第五十九話 技能修得には
天使がトップアイドルを目指すというとんでも設定です。
一応王道アイドル物になる予定です。
誤字・脱字、感想、レビュー諸々受け付けております。
ぜひよろしくお願いします!
昇はかなり驚いていた。
目の前に先日依頼のメールをしたコーチ:芦屋祐希がいたからだ。
祐希は篤の従兄弟でミュージカル俳優だが、ミュージカル以外のことは無頓着で普段連絡しても、見ていなかったり、忘れていたりで約束通りに来ることはほとんどなかった。
いつもなら篤にフォローしてもらうのだが、今回はそんなこともなく約束通りに来たのだった。
「久しぶり、昇くん」
唖然してた昇に祐希は話しかけた。
昇は慌てて
「お久しぶりです。ご活躍はかねがね…」
丁寧に挨拶していた昇を制して、
「ノンノン、依頼とは知らない仲じゃないんだから、堅苦しいのはなし。篤から聞いてる面白い子がいるんだって?」
ミュージカル俳優とはいえ、祐希は普段から芝居かかった話し方する。
しかも、篤並の高身長でスラッとしたイケメン、もとい、イケ女だった。
「さて、噂の子がどんなもんか楽しみにしてたからね。まずはテストさせてもらうわよ。どうせ、麗や縁もしてるんでしょうけどね」
篤の従兄弟だけに麗や縁とも面識は当然あった。
「さて、あなたがエルシィ?」
レッスン室にいたエルシィを見つけて祐希は話しかけた。
「はい、新しいコーチってあなたのことですか?ものすごい美人さんですね」
エルシィは満面の笑顔で答えた。
祐希は驚いていた。
今まで祐希はその身長や顔つきのせいで初対面では美男子とはよく言われるも美人と言われることは少なかった。

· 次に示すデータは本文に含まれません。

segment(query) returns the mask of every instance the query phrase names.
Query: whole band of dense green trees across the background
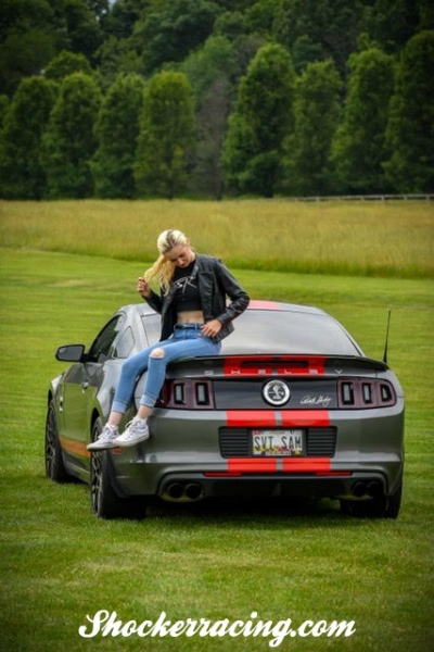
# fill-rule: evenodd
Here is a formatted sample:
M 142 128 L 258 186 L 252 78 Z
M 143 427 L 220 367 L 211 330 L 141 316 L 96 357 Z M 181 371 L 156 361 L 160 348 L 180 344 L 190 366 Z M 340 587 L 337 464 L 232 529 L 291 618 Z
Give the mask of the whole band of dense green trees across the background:
M 434 190 L 429 0 L 3 0 L 7 199 Z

祐希をスカウトした所属の劇団の団長や劇団マネージャーなどごく一部であった。
(昇などは幼いころから面識があるため元々女性ということは知っている)
「ふむ、なるほどね。これはこれは」
エルシィの周りをグルグル回りながら呟いた。
「まずは合格ね。エルシィ、一曲聞かせてくれる?」
そう言って祐希はレッスン室の端のパイプ椅子に腰掛けた。
その座っている姿の背景にバラが見えるような錯覚を起こすほど優雅に座っていた。
よしっとエルシィは気合いを入れ、いつもの「Rainbow Bridge」を歌った。
祐希は黙ってただエルシィの歌とダンスを見続けた。
歌い終わりにエルシィはペコッお辞儀をした。
パチパチパチパチ
祐希は拍手をし立ち上がりエルシィに近づいた。
「なるほどね、昇が私を呼んだ理由はこれね」
エルシィには何のことかさっぱりで首を傾げていた。
「オッケー、エルシィ合格よ。今日は顔を合わせだけだけど、次回からみっちり仕込んであげるからね」
そう言って祐希はニコッと笑った。
エルシィは目をキラキラさせながらブンブンと頷いていた。
昇はそれを少し遠くで見ていたが祐希の笑いを見た瞬間に身震いをしていた。
のちにエルシィは語る。
「この時のレッスンは一生で1番辛かった」
と、目にコントラストがなくなった状態でインタビューを受けることになるのは、まだまだ先の未来だった。